THE best that can be said is that it is an ill wind. Although the Citizens' has crammed nine shows into its autumn season after reopening following Lottery-funded backstage building work, there are no new Citizens' Theatre Company productions to be seen in the spring season.

The reasons are financial, the continuing effects of that conundrum that produced Lottery cash for buildings but not for shows. With insufficient funds for new productions, the legendary Citz good housekeeping kicked in and the theatre has instead opened its doors to visiting companies earlier than usual. Whether this would have been feasible had not other city venues, particularly the Tron, been without serviceable performing spaces (because of Lottery building work) is a moot point.

Further, the Citizens' claims that it needs an increase in funding in the new financial year before it can make any plans beyond March 31. This on the same day that a newsletter from fixed-term-funded touring company Suspect Culture hit The Herald artdesk outlining plans for the whole of 1999.

Be that as it may, the programme announced today is an intriguing mix, ranging from sure-fire hits to experiments on the fringe, and with two links back to the venue's role in the final Mayfest programme in 1997.

The main theatre's season opens on February 4 with the return to the venue of Opera on a Shoestring and a new production of Verdi's La Traviata. The company last played the Citz at that Mayfest, when Tosca was the triumph of the programme, and won the last Herald Spirit of Mayfest award to boot.
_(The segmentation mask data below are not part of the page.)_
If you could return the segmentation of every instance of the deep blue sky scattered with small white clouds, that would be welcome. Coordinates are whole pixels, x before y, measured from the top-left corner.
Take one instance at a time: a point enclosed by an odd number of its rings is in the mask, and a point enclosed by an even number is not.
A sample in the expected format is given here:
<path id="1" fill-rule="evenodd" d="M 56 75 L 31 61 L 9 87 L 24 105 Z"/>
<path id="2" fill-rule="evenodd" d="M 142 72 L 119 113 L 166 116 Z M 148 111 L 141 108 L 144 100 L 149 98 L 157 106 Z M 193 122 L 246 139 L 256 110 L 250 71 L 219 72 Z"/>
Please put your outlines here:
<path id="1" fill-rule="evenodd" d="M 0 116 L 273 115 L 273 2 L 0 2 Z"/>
It is followed by the revival of Liz Lochhead's hit vehicle for Siobhan Redmond at the Traverse during this year's Edinburgh Festival Fringe, Perfect Days. Fresh from a London run at the Hampstead Theatre, the show goes on from the Citizens' to Inverness, Aberdeen, and Edinburgh. In March Dundee Rep brings its production of Brecht's Mr Puntilla and His Man Matti in a new version by Peter Arnott. This has to measure up to Lee Hall's for the Almeida and the Right Size, which was the other hot ticket of the Traverse's Fringe programme.

That show is half of a swap that sees Kenny Miller's production of The Killing of Sister George play the Rep in January. The final show in the main theatre is Borderline's production in association with Musselburgh's Brunton of Bernard Farrell's Kevin's Bed, a family tragicomedy from a writer mostly associated with Dublin's Abbey Theatre.

In the studio the season begins on February 2 with another Fringe hit, Fiona Ormiston's Ruth Ellis, the fruits of the actor's lifelong obsession with a woman whose crime was arguably exceeded by its punishment. Also in February are Theatre in Action with Brian Friel's Faith Healer and the other Mayfest '97 link, Frank Miller's Cran Theatre Company reviving The Daphne Disaster, the story of the death of 124 men when the vessel capsized at its launch in 1883 and the first part of a projected Govan trilogy. March sees the Scottish premier of Phaedre's Love, an explicit reworking of the Greek tragedy by

writer-of-the-moment Sarah Kane in a production by ghostown, the company of Peter Mackie Burns, best known for his work at the Tron, and the first excursion into a theatre building since Clearance for the acclaimed Grid Iron Theatre Company, with a new show, Monumental, by the same writer, Anita Sullivan.